Sieg Eng­land und Sieg Kroa­tien, jeweils in der regu­lären Spiel­zeit, so steht es auf meinem fer­tigen Wett­schein, mit dem ich mich zwei Räume weiter an einen freien Tisch setze. Auf dem Weg dorthin habe ich die an den Wänden ange­brachten Fern­seh­ge­räte gezählt. Es sind 28. Elf von ihnen zeigen gerade die Mann­schafts­auf­stel­lung der Eng­länder. Die rest­li­chen 17 Bild­schirme sehen auf den ersten Blick aus wie Info­ta­feln an einem Flug­hafen. Bloß wird hier nicht etwa über die aktu­ellen Abflug­zeiten infor­miert, son­dern über den Halb­zeit­stand zwi­schen Schachtjor Kara­ganda und Akzhayik Uralsk (Kasach­stan) oder die aktu­ellen Quoten für Navy FC gegen Bur­iram United (Thai­land).

Betrügen die WM-Schieds­richter?

Noch ist nicht viel los. Rechts von mir sitzt eine Gruppe junger Männer. Sie trinken mit­ge­brachten Saft aus Papp­be­chern, die es neben der Kaf­fee­ma­schine gibt. Vor mir ein junger Asiate, schät­zungs­weise Anfang 20. Es ist eine seltsam schweig­same Art des Fuß­ball­gu­ckens, die sich hier abspielt. Als die Eng­länder in der 30. Minute in Füh­rung gehen, schläft einer meiner Neben­leute bereits auf seinem Stuhl. Der junge Mann vor mir zer­knüllt wortlos einen seiner Wett­scheine und besorgt sich am nicht mal eine Arm­länge ent­fernten Auto­maten sogleich einen neuen. Dieses Schau­spiel wie­der­holt sich noch einige Male, bis die 20-Euro-Scheine in seiner linken hin­teren Hosen­ta­sche langsam weniger werden. Der Papier­berg vor ihm wird dafür umso größer. Nach dem Schluss­pfiff ver­lässt er kopf­schüt­telnd den Raum und setzt sich an einen Glücks­spiel­au­to­maten. Ein Mit­ar­beiter des Wett­büros geht durch die Reihen und räumt das ver­spielte Geld von den Tischen.
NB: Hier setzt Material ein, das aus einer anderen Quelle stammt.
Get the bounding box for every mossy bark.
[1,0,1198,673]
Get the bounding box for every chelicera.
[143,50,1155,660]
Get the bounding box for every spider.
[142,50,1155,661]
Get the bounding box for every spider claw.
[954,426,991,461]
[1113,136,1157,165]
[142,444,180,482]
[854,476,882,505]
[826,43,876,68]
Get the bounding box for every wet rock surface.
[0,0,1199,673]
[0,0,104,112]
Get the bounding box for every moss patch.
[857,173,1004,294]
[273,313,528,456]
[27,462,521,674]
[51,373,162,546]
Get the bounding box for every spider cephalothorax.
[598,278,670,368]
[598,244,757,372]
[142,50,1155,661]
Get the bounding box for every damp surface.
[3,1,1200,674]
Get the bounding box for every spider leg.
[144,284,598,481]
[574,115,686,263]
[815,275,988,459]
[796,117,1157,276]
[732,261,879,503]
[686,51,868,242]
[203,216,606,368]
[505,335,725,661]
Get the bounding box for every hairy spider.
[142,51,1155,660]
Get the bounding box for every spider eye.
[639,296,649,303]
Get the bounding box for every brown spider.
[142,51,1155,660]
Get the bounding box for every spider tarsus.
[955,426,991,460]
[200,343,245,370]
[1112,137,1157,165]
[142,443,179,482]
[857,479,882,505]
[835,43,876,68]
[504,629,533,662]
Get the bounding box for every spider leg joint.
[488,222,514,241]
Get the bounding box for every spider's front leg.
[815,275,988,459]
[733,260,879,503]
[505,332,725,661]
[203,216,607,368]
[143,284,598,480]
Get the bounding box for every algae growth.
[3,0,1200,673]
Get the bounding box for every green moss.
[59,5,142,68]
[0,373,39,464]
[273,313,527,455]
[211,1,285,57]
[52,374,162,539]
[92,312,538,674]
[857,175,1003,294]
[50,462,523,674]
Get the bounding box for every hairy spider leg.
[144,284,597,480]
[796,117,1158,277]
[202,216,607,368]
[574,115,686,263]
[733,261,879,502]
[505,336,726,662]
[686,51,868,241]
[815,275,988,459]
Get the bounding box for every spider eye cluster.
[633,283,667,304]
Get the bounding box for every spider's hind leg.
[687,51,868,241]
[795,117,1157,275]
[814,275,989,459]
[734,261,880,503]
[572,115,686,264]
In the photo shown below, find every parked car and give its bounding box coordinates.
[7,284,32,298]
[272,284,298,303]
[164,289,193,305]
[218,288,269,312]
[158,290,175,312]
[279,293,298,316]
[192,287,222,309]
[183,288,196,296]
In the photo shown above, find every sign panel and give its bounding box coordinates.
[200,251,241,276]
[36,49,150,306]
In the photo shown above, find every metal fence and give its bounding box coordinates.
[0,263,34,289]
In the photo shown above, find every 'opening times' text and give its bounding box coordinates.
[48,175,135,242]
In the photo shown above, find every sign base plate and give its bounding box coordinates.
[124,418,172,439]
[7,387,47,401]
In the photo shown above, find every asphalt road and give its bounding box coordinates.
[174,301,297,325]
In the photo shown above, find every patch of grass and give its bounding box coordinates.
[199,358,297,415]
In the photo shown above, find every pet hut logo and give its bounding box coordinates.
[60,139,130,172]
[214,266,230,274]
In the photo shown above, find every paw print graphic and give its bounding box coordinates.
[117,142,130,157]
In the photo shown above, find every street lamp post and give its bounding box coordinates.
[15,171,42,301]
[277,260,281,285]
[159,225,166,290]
In der Hoff­nung, dass es im Ein­gangs­be­reich etwas ereig­nis­rei­cher zugeht, wech­sele ich für das zweite Spiel meinen Platz. Ich setze mich auf eine Bank neben der offenen Ein­gangs­türe und genieße den leichten Durchzug. Der nuschelnde Mann mit den Locken sitzt immer noch da. Wir kommen ins Gespräch. Und, wer macht’s? Russ­land oder Kroa­tien?“, will ich wissen. Ivo, der seinen rich­tigen Namen nicht genannt wissen will, gibt sich skep­tisch. Er wit­tert Betrug. Wenn ein Süd­ame­ri­kaner pfeift, kommt Russ­land weiter.“ Tat­säch­lich ist der Unpar­tei­ische an diesem Abend ein Bra­si­lianer.